Cryptocurrency exchange-traded products (ETPs) experienced their second consecutive week of significant outflows, dropping total assets under management (AUM) to $207.5 billion, the lowest since mid-July.
Last week, crypto ETPs saw $1.17 billion in outflows, up approximately 70% from the $360 million recorded the previous week, according to CoinShares.
James Butterfill, head of research at CoinShares, attributed the sell-off to ongoing negative market sentiment following the October 10 flash crash and investor uncertainty over a potential US interest rate cut in December.
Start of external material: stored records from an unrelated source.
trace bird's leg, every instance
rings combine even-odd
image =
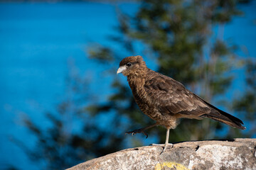
[[[171,143],[169,143],[169,132],[170,132],[170,129],[167,129],[167,130],[166,130],[166,142],[165,142],[164,145],[163,144],[151,144],[152,146],[161,146],[161,147],[162,147],[164,145],[164,149],[161,152],[161,154],[162,154],[166,149],[166,147],[167,147],[168,145],[171,145],[171,146],[174,145]]]
[[[171,144],[171,145],[173,145],[172,144],[169,144],[169,134],[170,134],[170,129],[167,129],[166,130],[166,142],[164,144],[164,150],[161,153],[163,153],[166,149],[166,147],[168,144]]]
[[[134,130],[133,131],[130,131],[130,132],[126,132],[125,134],[132,134],[132,136],[133,136],[134,135],[137,134],[137,133],[141,133],[142,132],[144,135],[146,135],[146,139],[148,137],[148,135],[144,132],[145,130],[147,129],[150,129],[153,127],[155,127],[156,125],[158,125],[159,124],[157,123],[156,123],[155,124],[153,124],[151,125],[143,128],[140,128],[138,130]]]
ETP trading volumes remained robust at $43 billion for the week, with a brief recovery on Thursday amid optimism over the US government shutdown. Outflows resumed on Friday as optimism faded.
Bitcoin and Ether lead the decline
Bitcoin BTC$106,490 ETPs led the outflows, losing $932 million, slightly lower than the $946 million recorded the prior week.
Ether ETH$3,615 funds also faced selling pressure, posting $438 million in outflows, a sharp reversal from $57 million of inflows the previous week.
Meanwhile, short Bitcoin ETPs recorded $11.8 million of inflows, marking one of the highest weekly inflows since May 2025.
Altcoins show resilience
Some altcoins bucked the negative trend:
- Solana SOL$169.82 ETPs attracted $118 million of inflows last week, contributing to $2.1 billion inflows over the past nine weeks.
- Other resilient tokens included XRP XRP$2.56, Hedera (HBAR), and Hyperliquid (HYPE), which saw $28 million, $27 million, and $4.2 million of inflows, respectively.
After two weeks of heavy outflows totaling $1.5 billion, total crypto ETP AUM dropped to $207.5 billion, down from a peak of over $254 billion in early October.